C'est consciente de la difficulté d'appréhension de l'objet qu'il m'a semblé pertinent, non de l'esquiver, mais de le contourner. En choisissant de me focaliser sur les édiles, je définis a priori mon ensemble d'acteurs ; leur position édilitaire sera un moyen de caractériser ces hommes qui choisissent ou qui sont choisis pour assurer la fonction mayorale. La notion d'élite n'est ainsi plus constitutive de l'objet d'étude, elle en est un critère d'analyse, et il sera alors pertinent de les qualifier, tant par leur patrimoine que par les attributs de distinction dont ils se parent pour être, aux yeux des autres, une élite urbaine. C'est ainsi que la notion d'élite moyenne pourra ensuite être utilisée pour qualifier le niveau social des édiles banlieusards.

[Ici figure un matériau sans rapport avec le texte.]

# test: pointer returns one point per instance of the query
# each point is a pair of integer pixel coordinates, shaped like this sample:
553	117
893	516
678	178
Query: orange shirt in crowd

Ces interrogations sur les formes de notabilité sont déjà anciennes. Christophe Charle 31 signale les difficultés méthodologiques de ce type d'objets, et confirme, en centrant son étude sur des élites visibles dans les archives, l'intérêt d'un travail plus approfondi sur d'autres formes de notabilités. Dans ce sens, c'est ce qu'a entrepris Jean Luc Pinol, sur un corpus plus large, dans son ouvrage sur les mobilités de la grande ville 32 . Or, dans le cadre de ce sujet, je suis en présence d'à peine 35 maires, allant du plus obscur horticulteur à un juriste parmi les plus importants de l'Etat. Cela confirme l'intérêt à se poser la question des attributs de la notabilité locale en banlieue parisienne, ainsi que celle des formes de légitimité utilisées par les édiles pour parvenir au pouvoir. Le relatif silence des archives permet aussi de comprendre l'intérêt de se focaliser sur ces "petites élites", déjà étudiées par le groupe de recherche dirigé par M. Agulhon 33 , et pose avec acuité la nécessité d'une définition étoffée de ces élites ainsi que l'évolution des rouages de la légitimité politique. Dans ce sens, l'étude entreprise doit autant à l'histoire sociale qu'à la science politique.

Notes
28.

Petitfrère Claude, éd., Construction, reproduction et représentation des patriciats urbains, de l'Antiquité à nos jours, Tours, Cehvi, 1999

29.

Sur Rouen : Chaline Jean-Pierre, Les bourgeois de Rouen. Une élite urbaine au XIXe siècle, Paris, Presses de la FNSP, 1982; Daumard Aline, Les bourgeois et la bourgeoisie en France depuis 1815, Flammarion 1991.

30.

Cette interrogation sur la pertinence des termes d'élite et sur les critères de distinction parcourt le champ historiographique. Pierre Monnet signale ainsi la pertinence des critères culturels et de représentation pour définir les élites urbaines. Monnet, les villes d'Allemagne, Picard, 2004.

31.

Charle Christophe, Les Elites de la République, 1880-1900, Fayard 1987, 556 p.

32.

Pinol Jean-Luc, Les mobilités de la grande ville, Presses de la FNSP, 1991.

33.

Agulhon, M. dir., Les maires en France du Consulat à nos jours, PU Sorbonne, 1986.